With recent retail hacking under investigation, comes the next wave of cyber-attacks that could affect your personal information. Phishing is the act of attempting to acquire information such as usernames, passwords, and credit card details (and sometimes, indirectly, money) by masquerading as a trustworthy entity in an electronic communication. Phishers are very good at making fraud LOOK real, so even the most diligent member can get caught in the schemes. So how do you know what is real and what is not?
First rule of thumb and most importantly, no legitimate business will ever call and ask you for your account information, ask you to enter your account information into a system (web or phone) for verification, or ask you for your passwords. No legitimate business, period.
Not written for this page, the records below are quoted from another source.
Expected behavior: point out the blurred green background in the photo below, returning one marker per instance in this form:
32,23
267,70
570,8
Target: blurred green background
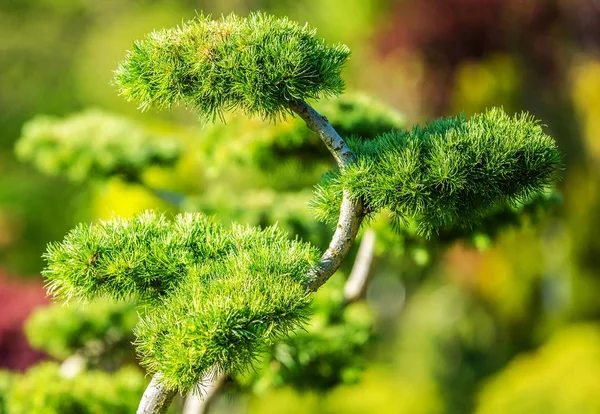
511,328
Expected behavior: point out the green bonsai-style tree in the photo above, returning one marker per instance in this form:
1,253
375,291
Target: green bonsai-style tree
211,297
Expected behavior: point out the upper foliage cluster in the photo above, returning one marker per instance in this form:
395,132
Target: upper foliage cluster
43,389
291,141
93,144
215,296
258,64
63,330
450,173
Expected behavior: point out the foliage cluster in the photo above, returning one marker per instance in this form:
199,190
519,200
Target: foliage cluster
258,64
450,173
215,296
330,351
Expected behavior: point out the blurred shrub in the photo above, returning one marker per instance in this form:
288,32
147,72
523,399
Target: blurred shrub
93,144
42,390
5,382
560,378
62,330
17,300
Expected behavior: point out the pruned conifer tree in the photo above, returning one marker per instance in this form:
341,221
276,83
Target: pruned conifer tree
212,297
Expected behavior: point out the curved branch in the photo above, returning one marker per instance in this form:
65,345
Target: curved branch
351,211
321,126
156,398
357,282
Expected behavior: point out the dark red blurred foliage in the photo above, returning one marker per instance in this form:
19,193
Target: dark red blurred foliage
17,301
447,32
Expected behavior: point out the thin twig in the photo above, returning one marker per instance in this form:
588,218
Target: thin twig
356,285
196,403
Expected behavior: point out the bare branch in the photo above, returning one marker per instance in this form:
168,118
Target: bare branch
356,285
321,126
156,398
351,211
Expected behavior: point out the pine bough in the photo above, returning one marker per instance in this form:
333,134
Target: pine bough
212,297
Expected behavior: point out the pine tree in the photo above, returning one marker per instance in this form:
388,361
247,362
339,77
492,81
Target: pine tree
212,297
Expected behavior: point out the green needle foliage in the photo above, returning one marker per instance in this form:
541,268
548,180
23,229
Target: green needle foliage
258,64
43,390
224,313
450,173
268,146
216,296
63,330
330,351
93,144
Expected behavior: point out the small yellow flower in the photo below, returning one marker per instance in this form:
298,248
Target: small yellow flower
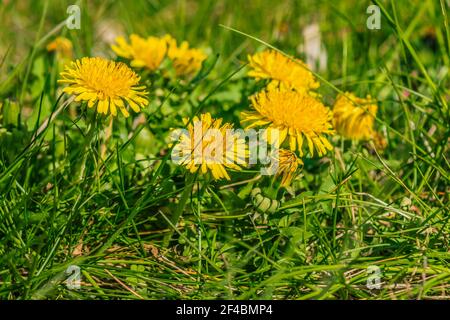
354,117
186,61
295,114
288,164
63,48
104,83
143,53
201,149
283,72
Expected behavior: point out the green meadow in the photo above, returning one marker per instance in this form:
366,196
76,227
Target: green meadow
93,207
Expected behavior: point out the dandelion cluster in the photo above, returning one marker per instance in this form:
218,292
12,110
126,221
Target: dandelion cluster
202,151
354,117
143,53
150,52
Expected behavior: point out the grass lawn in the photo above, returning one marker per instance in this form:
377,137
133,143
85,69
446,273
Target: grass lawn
92,206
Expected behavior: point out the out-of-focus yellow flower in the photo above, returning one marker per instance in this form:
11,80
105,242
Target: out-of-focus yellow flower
295,114
354,117
186,61
104,83
143,53
283,72
201,148
63,48
288,164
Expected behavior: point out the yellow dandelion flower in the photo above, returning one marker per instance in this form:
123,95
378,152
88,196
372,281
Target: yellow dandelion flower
288,164
104,83
354,117
201,148
186,61
63,48
295,114
143,53
283,72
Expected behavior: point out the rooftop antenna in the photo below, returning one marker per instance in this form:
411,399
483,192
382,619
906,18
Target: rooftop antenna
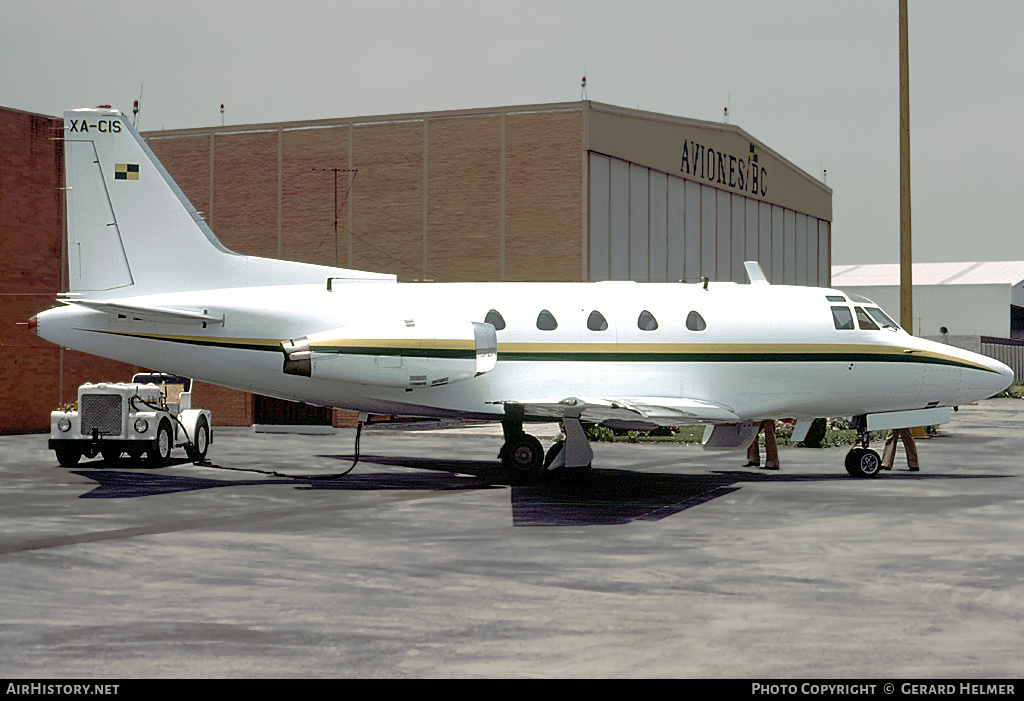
351,178
134,110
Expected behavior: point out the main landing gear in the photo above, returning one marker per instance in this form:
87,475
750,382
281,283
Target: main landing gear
523,456
861,461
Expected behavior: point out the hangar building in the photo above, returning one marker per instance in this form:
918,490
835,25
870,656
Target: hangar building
570,191
975,306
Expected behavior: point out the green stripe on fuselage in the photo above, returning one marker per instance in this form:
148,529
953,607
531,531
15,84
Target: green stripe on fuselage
562,352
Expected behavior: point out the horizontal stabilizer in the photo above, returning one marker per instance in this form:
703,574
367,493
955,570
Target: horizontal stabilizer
907,420
729,437
158,314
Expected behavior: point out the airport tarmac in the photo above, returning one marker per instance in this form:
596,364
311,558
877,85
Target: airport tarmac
670,562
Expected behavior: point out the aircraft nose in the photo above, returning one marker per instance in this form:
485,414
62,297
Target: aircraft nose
32,324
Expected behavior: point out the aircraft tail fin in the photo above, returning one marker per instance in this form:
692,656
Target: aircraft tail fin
132,231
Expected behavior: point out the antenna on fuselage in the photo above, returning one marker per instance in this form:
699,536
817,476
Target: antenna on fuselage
755,272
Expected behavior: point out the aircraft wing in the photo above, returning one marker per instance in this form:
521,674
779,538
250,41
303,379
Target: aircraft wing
144,313
629,412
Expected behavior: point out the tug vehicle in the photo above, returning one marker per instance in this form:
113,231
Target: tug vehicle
147,417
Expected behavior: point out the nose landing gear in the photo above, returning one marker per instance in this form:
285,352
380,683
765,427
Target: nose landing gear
861,461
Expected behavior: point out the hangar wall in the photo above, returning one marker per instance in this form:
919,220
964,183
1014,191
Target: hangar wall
452,196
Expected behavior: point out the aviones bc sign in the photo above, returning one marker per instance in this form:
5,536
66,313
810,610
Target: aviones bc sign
739,173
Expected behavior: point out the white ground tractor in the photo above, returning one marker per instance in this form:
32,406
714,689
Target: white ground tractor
146,418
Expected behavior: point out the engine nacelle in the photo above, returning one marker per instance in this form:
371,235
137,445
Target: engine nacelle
404,354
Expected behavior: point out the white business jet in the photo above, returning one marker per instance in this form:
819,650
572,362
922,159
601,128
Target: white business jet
151,285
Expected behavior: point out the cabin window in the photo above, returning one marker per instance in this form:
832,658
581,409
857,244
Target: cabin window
843,318
596,321
646,321
863,320
496,319
546,320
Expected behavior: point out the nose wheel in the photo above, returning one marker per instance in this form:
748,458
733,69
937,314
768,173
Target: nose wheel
863,463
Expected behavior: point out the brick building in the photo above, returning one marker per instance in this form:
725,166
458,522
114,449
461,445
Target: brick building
571,191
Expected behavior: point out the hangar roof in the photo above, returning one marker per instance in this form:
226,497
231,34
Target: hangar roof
881,274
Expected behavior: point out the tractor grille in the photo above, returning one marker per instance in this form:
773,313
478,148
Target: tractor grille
100,411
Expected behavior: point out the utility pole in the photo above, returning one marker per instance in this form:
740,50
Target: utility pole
905,265
336,171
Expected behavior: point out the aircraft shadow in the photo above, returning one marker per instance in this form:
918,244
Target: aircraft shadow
604,497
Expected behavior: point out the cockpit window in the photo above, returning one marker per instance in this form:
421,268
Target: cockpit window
496,319
646,321
546,320
863,320
882,318
596,321
843,318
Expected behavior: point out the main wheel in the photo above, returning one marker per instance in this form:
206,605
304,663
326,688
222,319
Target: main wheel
863,463
159,453
68,455
523,456
201,441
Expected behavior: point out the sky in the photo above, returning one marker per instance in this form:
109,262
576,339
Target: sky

So if they ask that by phone, text, or email you can safely assume it is fraud.
One example was emails that appeared to be from Target, saying that a customer’s card might have been compromised and that the holder should verify risk by calling a phone number or logging into a website and entering the account number and other personal information. People thought they were doing the right thing and they actually just compromised the account themselves.
If you feel you may have fallen victim to a phishing scheme, call the credit union and report what happened. You should also monitor your account through Its Me 247 every day. You should know and understand every transaction and if you don’t—report it immediately. We have no problem reviewing account activity with you (and reminding you that you did indeed use your debit card for a BOGO deal at the shoe store).
Other tips to protect yourself from phishing schemes:
- Don’t click on links in emails you did not request
- Don’t open emails from strangers
- Set security on email accounts to high
- When an email appears to be legitimate, look carefully at the address and body of the email. Watch for spelling and grammar errors and strange extensions added to web addresses—these can be clues that something is phishy!
- Never take action on an email, text, or phone calls without clearing it with someone first. Phishers are trying to get you to panic so that you will give them your account information.
- Request a fraud alert be placed on your account with the credit reporting agencies. These alerts are free and good for 90 days.